Le grief le plus grave concerne la conception même de la plateforme. Là où la concurrence bloque immédiatement toute transaction vers un numéro dépourvu de compte actif, le système de Moov Money, lui, valide l’opération sans sourciller. Comment justifier qu’un transfert vers un numéro Libertis sans compte Moov Money soit débité instantanément alors que l’opérateur sait que les fonds ne pourront aboutir ? Cette absence de garde-fou technique, déjà adoptée par les autres acteurs du marché, s’apparente à une négligence coupable qui profite exclusivement à la trésorerie de l’opérateur.
Transferts internationaux : Des fonds évaporés ?
Le calvaire prend une dimension plus sombre avec les transferts vers l’extérieur. De nombreux clients rapportent des transactions validées et débitées, mais dont les fonds n’atteignent jamais le bénéficiaire : « L’argent est sorti de mon compte, j’ai reçu la confirmation, mais mon destinataire n’a rien reçu après trois semaines », témoigne un usager dépité. Dans ce circuit opaque, l’argent est immobilisé sans que personne ne puisse expliquer sa trajectoire exacte. À l’échelle nationale, les sommes ainsi égarées pourraient représenter des millions de francs CFA.

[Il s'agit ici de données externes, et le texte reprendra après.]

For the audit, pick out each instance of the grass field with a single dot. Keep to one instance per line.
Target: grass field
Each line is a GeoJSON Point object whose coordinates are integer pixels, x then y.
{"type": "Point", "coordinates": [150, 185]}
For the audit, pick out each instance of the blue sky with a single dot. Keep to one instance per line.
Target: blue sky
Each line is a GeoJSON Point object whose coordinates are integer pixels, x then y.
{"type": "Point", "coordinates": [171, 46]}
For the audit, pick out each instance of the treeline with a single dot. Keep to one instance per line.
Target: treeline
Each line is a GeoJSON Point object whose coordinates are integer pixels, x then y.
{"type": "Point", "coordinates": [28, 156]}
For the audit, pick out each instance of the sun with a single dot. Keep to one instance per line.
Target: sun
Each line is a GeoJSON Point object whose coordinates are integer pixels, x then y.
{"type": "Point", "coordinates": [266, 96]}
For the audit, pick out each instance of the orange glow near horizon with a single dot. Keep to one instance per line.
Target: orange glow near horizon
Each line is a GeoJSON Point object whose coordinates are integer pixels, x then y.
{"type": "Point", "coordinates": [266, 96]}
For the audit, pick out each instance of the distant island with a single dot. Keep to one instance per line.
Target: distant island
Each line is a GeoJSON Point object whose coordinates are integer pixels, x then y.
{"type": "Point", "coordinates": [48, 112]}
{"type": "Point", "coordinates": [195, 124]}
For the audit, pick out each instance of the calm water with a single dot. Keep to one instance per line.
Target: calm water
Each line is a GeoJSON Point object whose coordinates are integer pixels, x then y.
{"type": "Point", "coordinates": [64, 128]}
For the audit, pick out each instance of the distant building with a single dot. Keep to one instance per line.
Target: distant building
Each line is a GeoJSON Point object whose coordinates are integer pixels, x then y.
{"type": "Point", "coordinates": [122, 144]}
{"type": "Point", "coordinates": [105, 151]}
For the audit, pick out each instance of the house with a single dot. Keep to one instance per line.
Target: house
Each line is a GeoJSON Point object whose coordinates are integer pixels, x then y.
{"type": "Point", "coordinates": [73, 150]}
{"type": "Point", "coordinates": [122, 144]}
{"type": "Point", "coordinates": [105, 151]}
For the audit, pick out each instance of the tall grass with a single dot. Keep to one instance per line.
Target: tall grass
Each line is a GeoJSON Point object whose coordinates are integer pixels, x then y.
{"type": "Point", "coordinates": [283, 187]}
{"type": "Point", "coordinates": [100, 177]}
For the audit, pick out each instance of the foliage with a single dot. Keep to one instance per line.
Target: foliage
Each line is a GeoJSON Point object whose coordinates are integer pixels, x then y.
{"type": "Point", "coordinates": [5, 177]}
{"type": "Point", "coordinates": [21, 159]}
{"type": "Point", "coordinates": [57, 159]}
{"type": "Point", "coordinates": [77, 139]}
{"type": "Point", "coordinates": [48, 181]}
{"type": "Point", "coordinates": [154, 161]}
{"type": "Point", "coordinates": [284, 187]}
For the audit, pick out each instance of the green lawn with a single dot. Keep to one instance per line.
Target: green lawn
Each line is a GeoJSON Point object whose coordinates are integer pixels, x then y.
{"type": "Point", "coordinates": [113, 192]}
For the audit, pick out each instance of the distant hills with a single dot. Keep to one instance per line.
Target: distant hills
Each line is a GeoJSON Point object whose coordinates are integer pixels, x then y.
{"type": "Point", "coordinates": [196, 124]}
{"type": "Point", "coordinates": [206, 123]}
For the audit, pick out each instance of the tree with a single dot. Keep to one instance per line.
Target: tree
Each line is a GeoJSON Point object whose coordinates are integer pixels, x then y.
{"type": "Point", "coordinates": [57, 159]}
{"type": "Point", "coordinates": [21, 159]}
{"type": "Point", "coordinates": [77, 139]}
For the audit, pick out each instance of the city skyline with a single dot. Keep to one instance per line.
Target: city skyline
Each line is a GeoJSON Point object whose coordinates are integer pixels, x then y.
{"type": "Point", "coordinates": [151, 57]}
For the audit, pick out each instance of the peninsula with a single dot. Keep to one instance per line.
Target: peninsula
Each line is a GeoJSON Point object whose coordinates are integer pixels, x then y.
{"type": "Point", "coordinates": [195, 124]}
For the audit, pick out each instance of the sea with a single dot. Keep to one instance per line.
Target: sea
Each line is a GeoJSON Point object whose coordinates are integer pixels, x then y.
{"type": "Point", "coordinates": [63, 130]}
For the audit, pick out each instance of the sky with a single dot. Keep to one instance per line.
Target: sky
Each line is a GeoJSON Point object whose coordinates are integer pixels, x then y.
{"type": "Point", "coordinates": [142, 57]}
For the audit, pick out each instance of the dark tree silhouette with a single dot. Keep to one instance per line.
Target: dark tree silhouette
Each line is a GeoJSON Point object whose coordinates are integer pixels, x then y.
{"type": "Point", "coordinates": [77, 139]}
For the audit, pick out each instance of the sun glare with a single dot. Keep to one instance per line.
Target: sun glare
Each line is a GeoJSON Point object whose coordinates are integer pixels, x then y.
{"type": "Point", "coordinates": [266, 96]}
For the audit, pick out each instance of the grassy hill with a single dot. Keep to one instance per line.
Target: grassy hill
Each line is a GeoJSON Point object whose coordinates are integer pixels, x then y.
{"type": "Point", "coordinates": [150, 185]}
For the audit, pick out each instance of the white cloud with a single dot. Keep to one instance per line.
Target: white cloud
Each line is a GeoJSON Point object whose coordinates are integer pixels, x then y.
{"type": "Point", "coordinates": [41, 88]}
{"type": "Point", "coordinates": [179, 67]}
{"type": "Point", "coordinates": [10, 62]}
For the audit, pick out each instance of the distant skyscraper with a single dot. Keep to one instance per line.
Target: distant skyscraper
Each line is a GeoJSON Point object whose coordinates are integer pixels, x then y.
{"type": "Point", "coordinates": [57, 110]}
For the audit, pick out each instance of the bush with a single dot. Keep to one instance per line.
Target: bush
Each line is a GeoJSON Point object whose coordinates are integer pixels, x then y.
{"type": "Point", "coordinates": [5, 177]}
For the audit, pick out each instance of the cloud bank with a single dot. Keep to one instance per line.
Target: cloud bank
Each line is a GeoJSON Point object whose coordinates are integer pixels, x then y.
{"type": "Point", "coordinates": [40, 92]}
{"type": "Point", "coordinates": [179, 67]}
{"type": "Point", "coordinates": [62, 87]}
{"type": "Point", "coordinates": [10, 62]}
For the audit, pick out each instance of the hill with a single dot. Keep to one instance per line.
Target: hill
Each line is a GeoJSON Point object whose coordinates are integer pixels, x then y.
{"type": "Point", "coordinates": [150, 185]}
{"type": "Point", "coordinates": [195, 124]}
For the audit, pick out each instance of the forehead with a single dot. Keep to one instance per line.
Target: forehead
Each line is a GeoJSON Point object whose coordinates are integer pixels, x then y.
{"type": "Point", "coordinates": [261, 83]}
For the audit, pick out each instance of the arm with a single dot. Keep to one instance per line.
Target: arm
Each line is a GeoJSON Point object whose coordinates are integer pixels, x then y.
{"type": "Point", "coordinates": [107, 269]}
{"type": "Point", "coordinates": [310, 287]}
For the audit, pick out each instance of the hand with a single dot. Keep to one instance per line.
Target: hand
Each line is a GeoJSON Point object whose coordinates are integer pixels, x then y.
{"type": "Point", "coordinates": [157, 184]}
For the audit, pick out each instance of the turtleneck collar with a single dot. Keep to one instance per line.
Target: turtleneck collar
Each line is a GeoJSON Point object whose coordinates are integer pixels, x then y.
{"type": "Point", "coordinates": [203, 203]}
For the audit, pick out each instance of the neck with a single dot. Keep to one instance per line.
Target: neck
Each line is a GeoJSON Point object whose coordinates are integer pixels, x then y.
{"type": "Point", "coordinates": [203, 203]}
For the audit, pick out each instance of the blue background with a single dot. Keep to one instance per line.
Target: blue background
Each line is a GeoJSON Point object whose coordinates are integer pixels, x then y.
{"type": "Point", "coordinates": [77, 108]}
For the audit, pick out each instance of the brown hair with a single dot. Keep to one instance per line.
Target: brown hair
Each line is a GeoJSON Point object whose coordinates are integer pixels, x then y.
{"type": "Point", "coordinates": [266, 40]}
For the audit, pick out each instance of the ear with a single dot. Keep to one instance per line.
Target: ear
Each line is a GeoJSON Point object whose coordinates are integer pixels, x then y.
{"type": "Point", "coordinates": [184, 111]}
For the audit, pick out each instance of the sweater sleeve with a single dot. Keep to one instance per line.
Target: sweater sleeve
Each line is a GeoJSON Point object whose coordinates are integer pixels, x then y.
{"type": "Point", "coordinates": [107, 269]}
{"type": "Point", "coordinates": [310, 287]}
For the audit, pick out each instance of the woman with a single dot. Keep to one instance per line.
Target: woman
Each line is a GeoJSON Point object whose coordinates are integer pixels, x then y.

Face à la multiplication de ces incidents et au mutisme de la filiale du groupe Maroc Telecom, la question de la régulation devient urgente. Le sentiment d’impunité ne peut plus durer. Il est désormais impératif que l’ARCEP (Autorité de Régulation) se saisisse du dossier.
Un audit indépendant des processus de remboursement et une mise en demeure pour sécuriser les transactions sont nécessaires. La confiance des consommateurs envers le Mobile Money est le moteur de l’inclusion financière ; elle ne doit pas être sacrifiée par les défaillances chroniques d’un opérateur négligent.